ABO gene editing for the conversion of blood type A to universal type O in Rhnull donor-derived human-induced pluripotent stem cells

The limited availability of red cells with extremely rare blood group phenotypes is one of the global challenges in transfusion medicine that has prompted the search for alternative self-renewable pluripotent cell sources for the in vitro generation of red cells with rare blood group types. One such phenotype is the Rh-null, which lacks all the Rh antigens on the red cell membrane and represents one of the rarest blood types in the world with only a few active blood donors available worldwide. Rh-null red cells are critical for the transfusion of immunized patients carrying the same phenotype, besides its utility in the diagnosis of Rh alloimmunization when a high-prevalence Rh specificity is suspected in a patient or a pregnant woman.
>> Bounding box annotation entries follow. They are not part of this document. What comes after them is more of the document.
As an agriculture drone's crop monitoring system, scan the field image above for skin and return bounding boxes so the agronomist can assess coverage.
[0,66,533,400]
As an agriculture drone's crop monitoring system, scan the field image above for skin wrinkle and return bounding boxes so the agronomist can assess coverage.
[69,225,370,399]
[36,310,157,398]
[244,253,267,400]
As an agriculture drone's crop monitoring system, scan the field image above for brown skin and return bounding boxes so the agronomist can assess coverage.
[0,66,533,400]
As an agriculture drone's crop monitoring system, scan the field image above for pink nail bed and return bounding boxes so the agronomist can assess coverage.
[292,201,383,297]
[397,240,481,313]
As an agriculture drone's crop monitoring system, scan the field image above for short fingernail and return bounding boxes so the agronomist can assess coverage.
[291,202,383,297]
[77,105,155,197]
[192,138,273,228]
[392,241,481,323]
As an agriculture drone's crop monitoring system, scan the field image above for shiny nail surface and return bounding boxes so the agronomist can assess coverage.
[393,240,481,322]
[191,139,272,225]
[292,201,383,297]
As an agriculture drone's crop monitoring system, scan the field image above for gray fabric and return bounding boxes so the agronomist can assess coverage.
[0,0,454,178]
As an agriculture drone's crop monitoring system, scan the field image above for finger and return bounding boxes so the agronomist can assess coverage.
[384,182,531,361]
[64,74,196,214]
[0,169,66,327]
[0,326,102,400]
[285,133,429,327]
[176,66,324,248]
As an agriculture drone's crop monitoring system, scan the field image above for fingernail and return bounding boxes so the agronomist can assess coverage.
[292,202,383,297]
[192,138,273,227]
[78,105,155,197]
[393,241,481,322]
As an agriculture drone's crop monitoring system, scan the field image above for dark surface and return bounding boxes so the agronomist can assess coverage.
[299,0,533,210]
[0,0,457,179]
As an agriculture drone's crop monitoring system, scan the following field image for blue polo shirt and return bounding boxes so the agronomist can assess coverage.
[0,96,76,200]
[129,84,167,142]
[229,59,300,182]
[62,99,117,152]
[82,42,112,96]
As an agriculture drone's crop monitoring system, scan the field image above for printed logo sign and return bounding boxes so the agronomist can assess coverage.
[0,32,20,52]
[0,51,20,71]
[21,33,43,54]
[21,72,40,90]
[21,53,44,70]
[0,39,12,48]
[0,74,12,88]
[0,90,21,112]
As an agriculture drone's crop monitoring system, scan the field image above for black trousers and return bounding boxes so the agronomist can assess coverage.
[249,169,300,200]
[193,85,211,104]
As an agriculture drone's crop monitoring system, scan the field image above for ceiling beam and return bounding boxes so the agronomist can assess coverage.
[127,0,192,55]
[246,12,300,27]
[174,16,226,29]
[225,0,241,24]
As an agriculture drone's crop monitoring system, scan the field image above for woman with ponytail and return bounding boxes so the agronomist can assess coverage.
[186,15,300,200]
In both scenarios, the potential use of human-induced pluripotent stem cell (hiPSC)-derived Rh-null red cells is also dependent on ABO compatibility. Here, we present a CRISPR/Cas9-mediated ABO gene edition strategy for the conversion of blood type A to universal type O, which we have applied to an Rh-null donor-derived hiPSC line, originally carrying blood group A. This work provides a paradigmatic example of an approach potentially applicable to other hiPSC lines derived from rare blood donors not carrying blood type O.

Automated summary

The limited availability of red cells with extremely rare blood group phenotypes has led to the search for alternative sources of pluripotent cells for the generation of these rare blood types. This study presents a CRISPR/Cas9-mediated gene editing strategy to convert blood type A to universal type O, and successfully applies it to an Rh-null donor-derived hiPSC line. This research provides an example for potential application to other hiPSC lines derived from rare blood donors.